La destruction de Lützi ne restera pas seulement dans les mémoires comme un jour noir dans l’histoire de l’activisme climatique, c’est aussi la énième fois qu’une communauté dans laquelle les gens essaient de vivre ensemble politiquement d’une manière différente est piétinée. La criminalisation de Lützi va au-delà de la soif de lignite, c’est une criminalisation de nos idées. Parce que les gens qui essaient de vivre de manière non hiérarchique, qui sont contre les frontières, sont pour l’acceptation lgbtq sans oui-mais, où vous en tant qu’homme et personne blanche êtes obligés de réfléchir, où l’hégémonie de l’État n’est pas acceptée, un tel endroit est trop dangereux pour survivre.

La bataille pour Lützi était, en plus d’une bataille contre le changement climatique, une bataille pour nos idéaux, les idéaux d’un temps meilleur. Mais les utopies ne devraient pas durer trop longtemps, cela pourrait simplement conduire les gens à de mauvaises pensées. Appeler Lützerath un symbole, c’est oublier que de vraies personnes y vivaient, pour qui c’était une vraie maison.

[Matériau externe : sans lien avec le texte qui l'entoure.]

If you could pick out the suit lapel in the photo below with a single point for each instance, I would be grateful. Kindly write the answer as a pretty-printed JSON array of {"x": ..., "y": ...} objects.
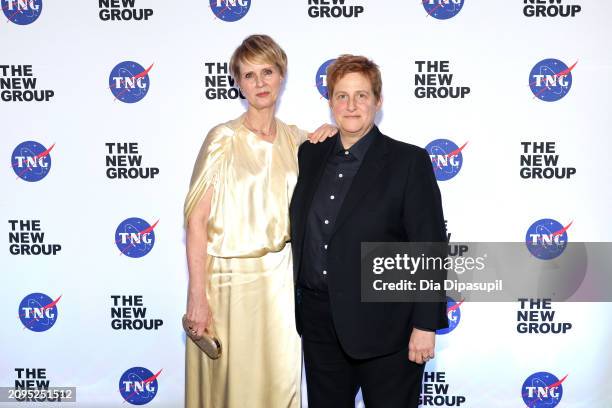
[{"x": 364, "y": 180}]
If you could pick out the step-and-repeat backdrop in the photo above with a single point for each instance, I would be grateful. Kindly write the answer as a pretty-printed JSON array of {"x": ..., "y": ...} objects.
[{"x": 104, "y": 105}]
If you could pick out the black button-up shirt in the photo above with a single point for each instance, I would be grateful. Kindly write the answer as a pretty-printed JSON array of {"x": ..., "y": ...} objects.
[{"x": 340, "y": 169}]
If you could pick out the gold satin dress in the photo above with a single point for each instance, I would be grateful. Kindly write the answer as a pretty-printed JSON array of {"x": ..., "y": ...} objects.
[{"x": 250, "y": 290}]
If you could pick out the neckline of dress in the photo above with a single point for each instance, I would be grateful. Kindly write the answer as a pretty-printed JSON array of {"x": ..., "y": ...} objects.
[{"x": 260, "y": 139}]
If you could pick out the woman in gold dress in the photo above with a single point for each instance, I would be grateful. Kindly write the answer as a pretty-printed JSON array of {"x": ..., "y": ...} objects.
[{"x": 238, "y": 255}]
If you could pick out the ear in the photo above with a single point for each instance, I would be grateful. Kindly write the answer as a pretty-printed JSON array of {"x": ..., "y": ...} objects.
[{"x": 379, "y": 104}]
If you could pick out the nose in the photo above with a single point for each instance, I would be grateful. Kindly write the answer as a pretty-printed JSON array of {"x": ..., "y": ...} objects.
[{"x": 351, "y": 104}]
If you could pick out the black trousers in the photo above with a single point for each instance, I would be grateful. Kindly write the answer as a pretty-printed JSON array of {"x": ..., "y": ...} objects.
[{"x": 333, "y": 377}]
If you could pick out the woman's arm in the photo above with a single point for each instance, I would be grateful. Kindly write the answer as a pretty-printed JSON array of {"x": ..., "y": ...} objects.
[{"x": 198, "y": 311}]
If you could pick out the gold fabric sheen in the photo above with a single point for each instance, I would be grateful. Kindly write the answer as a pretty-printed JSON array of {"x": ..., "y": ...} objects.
[{"x": 250, "y": 289}]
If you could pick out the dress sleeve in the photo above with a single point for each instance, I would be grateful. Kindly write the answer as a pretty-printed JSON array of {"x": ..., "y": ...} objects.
[{"x": 207, "y": 167}]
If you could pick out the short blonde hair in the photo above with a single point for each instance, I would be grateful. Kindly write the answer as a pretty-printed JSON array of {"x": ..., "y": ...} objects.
[
  {"x": 258, "y": 48},
  {"x": 347, "y": 64}
]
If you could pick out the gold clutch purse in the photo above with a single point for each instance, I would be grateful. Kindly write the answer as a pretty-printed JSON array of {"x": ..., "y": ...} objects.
[{"x": 211, "y": 346}]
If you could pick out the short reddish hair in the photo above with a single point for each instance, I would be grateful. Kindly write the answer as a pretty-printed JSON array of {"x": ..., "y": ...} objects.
[{"x": 346, "y": 64}]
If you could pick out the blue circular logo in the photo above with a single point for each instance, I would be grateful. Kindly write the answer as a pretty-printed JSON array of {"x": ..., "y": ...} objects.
[
  {"x": 138, "y": 386},
  {"x": 442, "y": 9},
  {"x": 31, "y": 161},
  {"x": 38, "y": 312},
  {"x": 321, "y": 78},
  {"x": 542, "y": 390},
  {"x": 454, "y": 316},
  {"x": 230, "y": 10},
  {"x": 546, "y": 238},
  {"x": 129, "y": 81},
  {"x": 135, "y": 237},
  {"x": 550, "y": 79},
  {"x": 22, "y": 12},
  {"x": 446, "y": 158}
]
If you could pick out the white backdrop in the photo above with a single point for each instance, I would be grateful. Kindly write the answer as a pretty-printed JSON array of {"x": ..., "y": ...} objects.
[{"x": 491, "y": 48}]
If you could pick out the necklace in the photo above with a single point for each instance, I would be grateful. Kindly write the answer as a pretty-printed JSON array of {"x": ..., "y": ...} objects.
[{"x": 267, "y": 134}]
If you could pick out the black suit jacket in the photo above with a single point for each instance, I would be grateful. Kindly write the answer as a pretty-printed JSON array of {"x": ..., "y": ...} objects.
[{"x": 394, "y": 197}]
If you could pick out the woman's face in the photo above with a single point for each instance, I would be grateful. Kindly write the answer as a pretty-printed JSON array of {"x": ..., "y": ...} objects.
[
  {"x": 260, "y": 84},
  {"x": 353, "y": 104}
]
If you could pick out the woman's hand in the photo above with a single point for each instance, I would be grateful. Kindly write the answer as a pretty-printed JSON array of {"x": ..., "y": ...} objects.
[
  {"x": 322, "y": 133},
  {"x": 199, "y": 315}
]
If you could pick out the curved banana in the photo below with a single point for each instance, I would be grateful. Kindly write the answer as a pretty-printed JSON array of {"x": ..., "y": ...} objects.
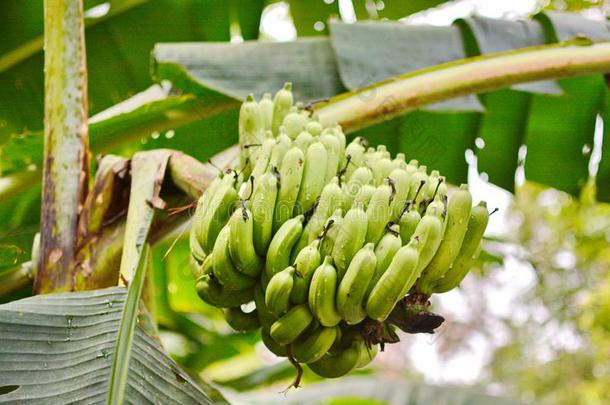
[
  {"x": 350, "y": 238},
  {"x": 250, "y": 128},
  {"x": 198, "y": 270},
  {"x": 241, "y": 243},
  {"x": 364, "y": 196},
  {"x": 458, "y": 212},
  {"x": 314, "y": 127},
  {"x": 261, "y": 160},
  {"x": 197, "y": 252},
  {"x": 385, "y": 251},
  {"x": 308, "y": 349},
  {"x": 313, "y": 180},
  {"x": 330, "y": 232},
  {"x": 381, "y": 170},
  {"x": 359, "y": 178},
  {"x": 265, "y": 106},
  {"x": 389, "y": 289},
  {"x": 367, "y": 354},
  {"x": 322, "y": 292},
  {"x": 281, "y": 105},
  {"x": 218, "y": 211},
  {"x": 331, "y": 198},
  {"x": 303, "y": 140},
  {"x": 401, "y": 180},
  {"x": 265, "y": 316},
  {"x": 277, "y": 293},
  {"x": 242, "y": 321},
  {"x": 307, "y": 261},
  {"x": 278, "y": 254},
  {"x": 379, "y": 212},
  {"x": 353, "y": 286},
  {"x": 271, "y": 345},
  {"x": 282, "y": 146},
  {"x": 355, "y": 151},
  {"x": 290, "y": 326},
  {"x": 468, "y": 251},
  {"x": 263, "y": 205},
  {"x": 333, "y": 149},
  {"x": 223, "y": 267},
  {"x": 294, "y": 122},
  {"x": 291, "y": 173},
  {"x": 213, "y": 293},
  {"x": 334, "y": 365},
  {"x": 429, "y": 233}
]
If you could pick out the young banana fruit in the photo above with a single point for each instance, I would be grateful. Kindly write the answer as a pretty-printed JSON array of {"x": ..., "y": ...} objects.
[{"x": 353, "y": 286}]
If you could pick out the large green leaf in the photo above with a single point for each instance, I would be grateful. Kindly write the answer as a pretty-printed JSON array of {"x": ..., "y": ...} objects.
[
  {"x": 118, "y": 49},
  {"x": 58, "y": 348},
  {"x": 383, "y": 390}
]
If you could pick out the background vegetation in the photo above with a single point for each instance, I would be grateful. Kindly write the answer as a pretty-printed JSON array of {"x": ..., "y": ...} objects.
[{"x": 549, "y": 252}]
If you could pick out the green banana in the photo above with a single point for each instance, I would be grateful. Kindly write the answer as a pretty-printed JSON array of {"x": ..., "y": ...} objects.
[
  {"x": 271, "y": 345},
  {"x": 263, "y": 205},
  {"x": 291, "y": 325},
  {"x": 197, "y": 252},
  {"x": 350, "y": 238},
  {"x": 401, "y": 181},
  {"x": 338, "y": 132},
  {"x": 307, "y": 261},
  {"x": 359, "y": 178},
  {"x": 205, "y": 267},
  {"x": 242, "y": 321},
  {"x": 364, "y": 196},
  {"x": 281, "y": 105},
  {"x": 241, "y": 243},
  {"x": 330, "y": 232},
  {"x": 385, "y": 251},
  {"x": 353, "y": 286},
  {"x": 291, "y": 173},
  {"x": 331, "y": 198},
  {"x": 314, "y": 127},
  {"x": 265, "y": 106},
  {"x": 213, "y": 293},
  {"x": 303, "y": 140},
  {"x": 261, "y": 161},
  {"x": 265, "y": 316},
  {"x": 277, "y": 293},
  {"x": 223, "y": 267},
  {"x": 367, "y": 354},
  {"x": 334, "y": 365},
  {"x": 322, "y": 292},
  {"x": 218, "y": 211},
  {"x": 389, "y": 288},
  {"x": 312, "y": 347},
  {"x": 429, "y": 232},
  {"x": 278, "y": 254},
  {"x": 332, "y": 146},
  {"x": 408, "y": 224},
  {"x": 313, "y": 180},
  {"x": 458, "y": 212},
  {"x": 379, "y": 212},
  {"x": 400, "y": 161},
  {"x": 282, "y": 146},
  {"x": 355, "y": 151},
  {"x": 381, "y": 170},
  {"x": 294, "y": 122},
  {"x": 477, "y": 223},
  {"x": 250, "y": 128}
]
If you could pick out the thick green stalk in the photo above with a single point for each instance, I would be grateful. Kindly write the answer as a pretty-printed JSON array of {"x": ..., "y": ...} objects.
[
  {"x": 66, "y": 153},
  {"x": 393, "y": 97}
]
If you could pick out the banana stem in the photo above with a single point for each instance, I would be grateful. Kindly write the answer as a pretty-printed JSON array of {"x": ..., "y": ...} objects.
[{"x": 397, "y": 96}]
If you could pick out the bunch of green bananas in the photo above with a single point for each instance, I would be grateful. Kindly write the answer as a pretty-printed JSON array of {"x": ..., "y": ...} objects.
[{"x": 325, "y": 237}]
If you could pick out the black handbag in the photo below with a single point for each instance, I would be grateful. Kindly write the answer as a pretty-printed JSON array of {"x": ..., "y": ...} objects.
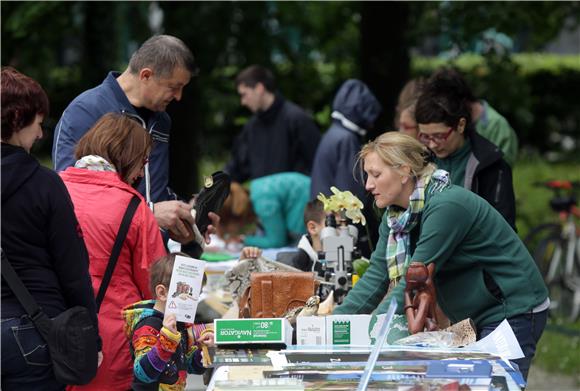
[
  {"x": 216, "y": 189},
  {"x": 71, "y": 336}
]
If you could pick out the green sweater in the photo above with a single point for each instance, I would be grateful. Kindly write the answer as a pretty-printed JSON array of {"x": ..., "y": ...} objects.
[
  {"x": 456, "y": 163},
  {"x": 494, "y": 127},
  {"x": 464, "y": 236},
  {"x": 278, "y": 201}
]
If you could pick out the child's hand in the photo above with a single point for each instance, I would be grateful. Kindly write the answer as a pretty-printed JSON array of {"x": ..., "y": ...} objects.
[
  {"x": 206, "y": 339},
  {"x": 250, "y": 252},
  {"x": 170, "y": 322}
]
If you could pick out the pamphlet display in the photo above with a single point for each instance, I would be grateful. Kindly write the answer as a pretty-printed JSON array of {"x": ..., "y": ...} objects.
[{"x": 185, "y": 288}]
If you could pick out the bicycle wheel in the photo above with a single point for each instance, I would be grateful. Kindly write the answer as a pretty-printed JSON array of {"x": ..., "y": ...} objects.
[
  {"x": 563, "y": 301},
  {"x": 540, "y": 232},
  {"x": 545, "y": 251}
]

Qu’y a-t-il de symbolique dans les bulldozers qui démolissent les structures que nous avons si soigneusement construites ? J’ai un souvenir de chaque cabane en ruine, et l’image de mon ancienne maison, avec un trou béant dans le pignon où se trouvait autrefois la grande porte aux couleurs de l’arc-en-ciel, est gravée à jamais sur ma rétine.

Enfin, parlons de la brutalité policière. A propos des « escarmouches légères » lors de l’évacuation. Je n’oublierai jamais comment ma petite amie a jeté son corps sur le mien deux fois quand j’ai été plaqué au sol, après quoi la police l’a frappée au visage et à la tête, et elle a dû ramper dans la boue à quatre pattes, bâillonnée. Lorsque nous avons voulu rentrer chez nous ce 14 janvier, nous avons été accueillis par une ligne de CRS, un mur de terre, une ligne de clôtures, une autre ligne de policiers, une ligne de voitures de police, une autre ligne de clôtures, des policiers sur à cheval, la police avec des chiens. Voici à quoi ressemble la démocratie. Demosanis, qui apporte une aide médicale lors de manifestations, a évoqué avoir délibérément infligé « des blessures graves et très graves », voire « potentiellement mortelles » à deux personnes. La police dément.

Ce dont il s’agissait ce samedi-là, c’était notre maison et notre avenir. Et quand j’ai fait un pas en avant déterminé, bras dessus bras dessous avec mes camarades, vers la ligne de police, nous l’avons fait parce que, contrairement aux politiciens qui gaspillent notre planète à des fins cyniques, nous croyons en quelque chose.

Croire en quelque chose, je l’ai appris à Lützerath.

* Le nom et le lieu de résidence sont connus des éditeurs.